Efek Samping Penggunaan Alat Kontrasepsi

Alat kontrasepsi dipercaya mampu mengendalikan tingkat kehamilan yang tinggi. Sayangnya, alat kontrasepsi justru menimbulkanpermasalah bagi pemakainya, yaitu sebagian besar wanita, seperti gejala mual, pusing, dan sebagainya.

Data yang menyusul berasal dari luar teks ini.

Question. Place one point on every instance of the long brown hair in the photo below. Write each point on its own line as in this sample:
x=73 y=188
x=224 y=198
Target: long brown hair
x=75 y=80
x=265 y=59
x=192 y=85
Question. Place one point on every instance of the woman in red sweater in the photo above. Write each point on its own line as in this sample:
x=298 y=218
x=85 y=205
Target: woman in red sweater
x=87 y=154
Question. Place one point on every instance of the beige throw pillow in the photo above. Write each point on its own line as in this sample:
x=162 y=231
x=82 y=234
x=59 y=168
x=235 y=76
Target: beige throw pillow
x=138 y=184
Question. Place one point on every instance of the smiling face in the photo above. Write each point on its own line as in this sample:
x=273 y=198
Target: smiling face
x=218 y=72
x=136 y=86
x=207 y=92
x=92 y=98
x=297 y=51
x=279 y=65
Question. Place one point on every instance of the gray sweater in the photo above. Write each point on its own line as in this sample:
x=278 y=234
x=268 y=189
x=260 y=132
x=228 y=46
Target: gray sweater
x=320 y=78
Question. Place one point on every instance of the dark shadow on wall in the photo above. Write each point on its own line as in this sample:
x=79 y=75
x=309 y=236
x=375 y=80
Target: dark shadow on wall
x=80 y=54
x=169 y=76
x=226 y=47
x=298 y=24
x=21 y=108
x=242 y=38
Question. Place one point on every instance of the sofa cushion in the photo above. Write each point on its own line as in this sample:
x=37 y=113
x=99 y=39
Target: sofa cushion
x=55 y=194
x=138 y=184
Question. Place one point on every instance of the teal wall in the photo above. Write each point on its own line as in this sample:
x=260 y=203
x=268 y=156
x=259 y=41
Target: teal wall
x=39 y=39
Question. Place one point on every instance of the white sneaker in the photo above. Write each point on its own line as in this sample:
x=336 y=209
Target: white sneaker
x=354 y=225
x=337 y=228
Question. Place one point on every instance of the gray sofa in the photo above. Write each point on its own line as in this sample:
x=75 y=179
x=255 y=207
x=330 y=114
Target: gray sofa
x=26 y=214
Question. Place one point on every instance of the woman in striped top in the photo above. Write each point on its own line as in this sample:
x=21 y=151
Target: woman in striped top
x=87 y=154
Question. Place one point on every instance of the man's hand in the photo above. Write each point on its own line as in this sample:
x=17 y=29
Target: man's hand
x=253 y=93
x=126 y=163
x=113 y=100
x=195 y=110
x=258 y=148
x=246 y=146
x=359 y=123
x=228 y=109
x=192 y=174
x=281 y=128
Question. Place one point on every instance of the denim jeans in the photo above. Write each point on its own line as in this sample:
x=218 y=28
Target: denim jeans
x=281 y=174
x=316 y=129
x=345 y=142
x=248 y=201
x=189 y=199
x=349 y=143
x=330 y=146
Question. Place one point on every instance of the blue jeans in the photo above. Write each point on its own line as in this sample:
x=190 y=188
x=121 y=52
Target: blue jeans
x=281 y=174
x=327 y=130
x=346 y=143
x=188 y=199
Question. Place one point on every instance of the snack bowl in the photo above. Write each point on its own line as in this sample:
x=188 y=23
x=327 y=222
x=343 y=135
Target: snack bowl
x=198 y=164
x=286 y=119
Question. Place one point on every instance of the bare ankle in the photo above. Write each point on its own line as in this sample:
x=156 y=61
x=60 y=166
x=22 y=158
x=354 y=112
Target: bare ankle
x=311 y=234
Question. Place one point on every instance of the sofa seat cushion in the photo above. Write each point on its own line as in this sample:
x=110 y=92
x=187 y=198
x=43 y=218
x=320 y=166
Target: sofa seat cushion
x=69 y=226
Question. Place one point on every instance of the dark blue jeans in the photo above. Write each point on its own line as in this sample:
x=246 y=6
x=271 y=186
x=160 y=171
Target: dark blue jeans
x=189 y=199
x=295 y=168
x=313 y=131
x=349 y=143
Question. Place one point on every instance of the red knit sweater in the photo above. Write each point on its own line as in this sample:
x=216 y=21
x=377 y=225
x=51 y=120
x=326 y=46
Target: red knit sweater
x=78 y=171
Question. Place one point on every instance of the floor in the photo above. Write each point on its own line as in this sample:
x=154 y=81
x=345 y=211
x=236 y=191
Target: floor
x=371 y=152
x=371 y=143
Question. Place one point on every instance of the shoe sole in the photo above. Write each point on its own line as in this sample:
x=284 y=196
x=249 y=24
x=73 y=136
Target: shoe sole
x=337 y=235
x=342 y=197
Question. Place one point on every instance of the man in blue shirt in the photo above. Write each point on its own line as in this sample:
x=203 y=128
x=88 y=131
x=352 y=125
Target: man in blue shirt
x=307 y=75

Untuk lebih tahu lebih dalam, berikut lima gejala yang sering dialami wanita dari efek samping penggunaan alat kontrasepsi:

• Sakit kepala, pusing dan nyeri di payudara

Efek samping ini kerap dirasakan setelah beberapa kali Anda mengonsumsi pil KB dan biasanya akan hilang sendiri. Jika pusing, sakit kepala dan nyeri payudara masih terasa, maka segera hentikan pengonsumsiannya dan beralih ke merek pil KB lain.

• Mual

Rasa mual mungkin akan hilang dalam beberapa bulan. Untuk mengatasi rasa mual, cobalah untuk mengonsumsi makanan tertentu sesaat setelah minum pil KB. Jika Anda menggunakan kontrasepsi lain, seperti cincin vagina atau patch (berbentuk seperti koyo), maka coba alternatif kontrasepsi lain.

• Pendarahan

Efek samping ini yang paling membuat wanita menjadi lebih stres dibandingkan efek samping lainnya. Munculnya pendarahan biasanya terjadi pada wanita yang memilih menggunakan alat kontrasepsi berupa alat KB suntik, pil atau spiral.

• Penurunan gairah seks

Coba ganti alat kontrasepsi Anda jika mengalami efek samping ini. Untuk beberapa wanita, Anda bisa mengganti pil KB dengan yang lebih androgenik (mirip seperti testosteron), biasanya libidonya akan kembali normal. Jika masih belum berhasil, segera temui dokter untuk mengganti kontrasepsi yang tepat.

• Mood berantakan

Menurut pengalaman, biasanya wanita mengalami depresi karena mengonsumsi pil KB, namun mengganti jenis kontrasepsi yang baru tidak akan berpengaruh banyak.  semua kontrasepsi hormonal memiliki efek samping yang mirip. Jadi, mungkin Anda bisa mencoba kontrasepsi non-hormonal.